The tests include all the military services, the Coast Guard, the National Guard and Reserve and DoD agencies.
Even in a worst-case scenario, MTMC wouldn't shut down because of an automated Y2K failure, Imhof noted. "There are contingency plans that will allow us to continue our mission, just a little slower," she said. "The troops and equipment would move, but instead of taking eight hours to load a ship, it might take 24 hours."
"We're 100 percent comfortable that MTMC will be ready well before Dec. 31, 1999, from systems to PCs, infrastructure facilities -- everything, " Vessenmeyer said.
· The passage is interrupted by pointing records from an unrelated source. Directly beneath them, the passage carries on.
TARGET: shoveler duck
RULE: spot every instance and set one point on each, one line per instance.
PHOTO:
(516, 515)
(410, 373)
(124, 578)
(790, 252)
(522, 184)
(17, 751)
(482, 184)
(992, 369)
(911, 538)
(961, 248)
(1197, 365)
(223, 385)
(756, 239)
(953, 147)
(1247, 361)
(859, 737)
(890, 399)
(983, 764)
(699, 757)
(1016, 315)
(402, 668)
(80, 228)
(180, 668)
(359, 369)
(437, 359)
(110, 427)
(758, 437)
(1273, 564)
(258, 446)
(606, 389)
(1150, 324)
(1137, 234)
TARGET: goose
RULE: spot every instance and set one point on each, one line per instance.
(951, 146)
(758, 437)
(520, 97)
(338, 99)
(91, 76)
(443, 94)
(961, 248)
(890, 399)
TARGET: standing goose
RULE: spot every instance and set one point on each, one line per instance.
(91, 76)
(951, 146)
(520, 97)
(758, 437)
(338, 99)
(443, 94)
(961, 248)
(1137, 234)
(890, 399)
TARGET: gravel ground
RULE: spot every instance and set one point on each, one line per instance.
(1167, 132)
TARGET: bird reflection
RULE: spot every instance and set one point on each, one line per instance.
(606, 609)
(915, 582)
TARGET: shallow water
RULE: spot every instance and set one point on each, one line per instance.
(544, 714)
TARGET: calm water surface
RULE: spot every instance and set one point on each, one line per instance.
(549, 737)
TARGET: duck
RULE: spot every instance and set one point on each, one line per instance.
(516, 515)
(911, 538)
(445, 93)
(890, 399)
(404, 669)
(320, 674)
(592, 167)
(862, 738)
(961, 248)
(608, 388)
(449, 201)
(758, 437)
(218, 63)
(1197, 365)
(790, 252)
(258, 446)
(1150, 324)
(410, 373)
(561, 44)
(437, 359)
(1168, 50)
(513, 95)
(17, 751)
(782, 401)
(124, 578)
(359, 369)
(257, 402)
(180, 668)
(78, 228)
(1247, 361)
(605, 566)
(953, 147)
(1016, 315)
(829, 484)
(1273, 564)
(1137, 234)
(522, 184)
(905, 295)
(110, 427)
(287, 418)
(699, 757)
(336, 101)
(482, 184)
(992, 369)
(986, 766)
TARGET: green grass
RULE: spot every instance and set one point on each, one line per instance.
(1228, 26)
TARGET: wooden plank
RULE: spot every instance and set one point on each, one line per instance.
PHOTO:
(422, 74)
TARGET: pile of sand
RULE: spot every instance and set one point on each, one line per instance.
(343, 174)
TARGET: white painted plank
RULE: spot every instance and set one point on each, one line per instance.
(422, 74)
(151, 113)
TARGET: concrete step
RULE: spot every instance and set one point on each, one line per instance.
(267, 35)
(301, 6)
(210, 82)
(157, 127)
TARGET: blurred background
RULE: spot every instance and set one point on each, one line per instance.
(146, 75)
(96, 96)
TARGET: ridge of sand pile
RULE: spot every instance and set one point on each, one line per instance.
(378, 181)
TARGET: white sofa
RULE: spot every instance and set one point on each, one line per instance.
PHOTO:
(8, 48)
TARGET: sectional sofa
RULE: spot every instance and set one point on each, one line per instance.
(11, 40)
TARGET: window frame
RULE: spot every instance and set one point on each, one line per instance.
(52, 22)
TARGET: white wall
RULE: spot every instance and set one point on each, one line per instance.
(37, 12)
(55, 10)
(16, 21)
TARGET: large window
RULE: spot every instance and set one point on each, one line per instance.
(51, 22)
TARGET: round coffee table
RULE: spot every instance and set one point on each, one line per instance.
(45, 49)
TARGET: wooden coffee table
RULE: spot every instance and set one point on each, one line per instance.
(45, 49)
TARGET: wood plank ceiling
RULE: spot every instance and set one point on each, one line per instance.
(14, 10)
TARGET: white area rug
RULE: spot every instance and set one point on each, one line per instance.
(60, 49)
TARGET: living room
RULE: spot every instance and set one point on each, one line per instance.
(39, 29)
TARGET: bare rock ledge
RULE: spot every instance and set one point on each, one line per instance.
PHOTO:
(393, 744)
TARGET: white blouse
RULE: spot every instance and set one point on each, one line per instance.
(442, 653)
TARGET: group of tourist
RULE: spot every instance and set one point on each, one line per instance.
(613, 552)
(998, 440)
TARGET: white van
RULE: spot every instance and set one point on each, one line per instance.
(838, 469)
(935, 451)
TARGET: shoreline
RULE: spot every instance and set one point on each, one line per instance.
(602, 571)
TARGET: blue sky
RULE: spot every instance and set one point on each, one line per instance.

The general perception in past media reports is that airplanes may fall out of the sky or trains may stop in the middle of nowhere, Imhof said. "But there are groups like us in the military and in industry who are doing things to ensure those things don't happen."
But she doesn't rule out the possibility of a few "annoyances," like a traffic light out of sync. She advises against taking all of one's money out of the bank, buying a generator or "running to the grocery store and buying five gallons of milk and 10 loaves of bread.
"I don't anticipate any major problems, because the commercial world and the military have done a good job preparing for Y2K."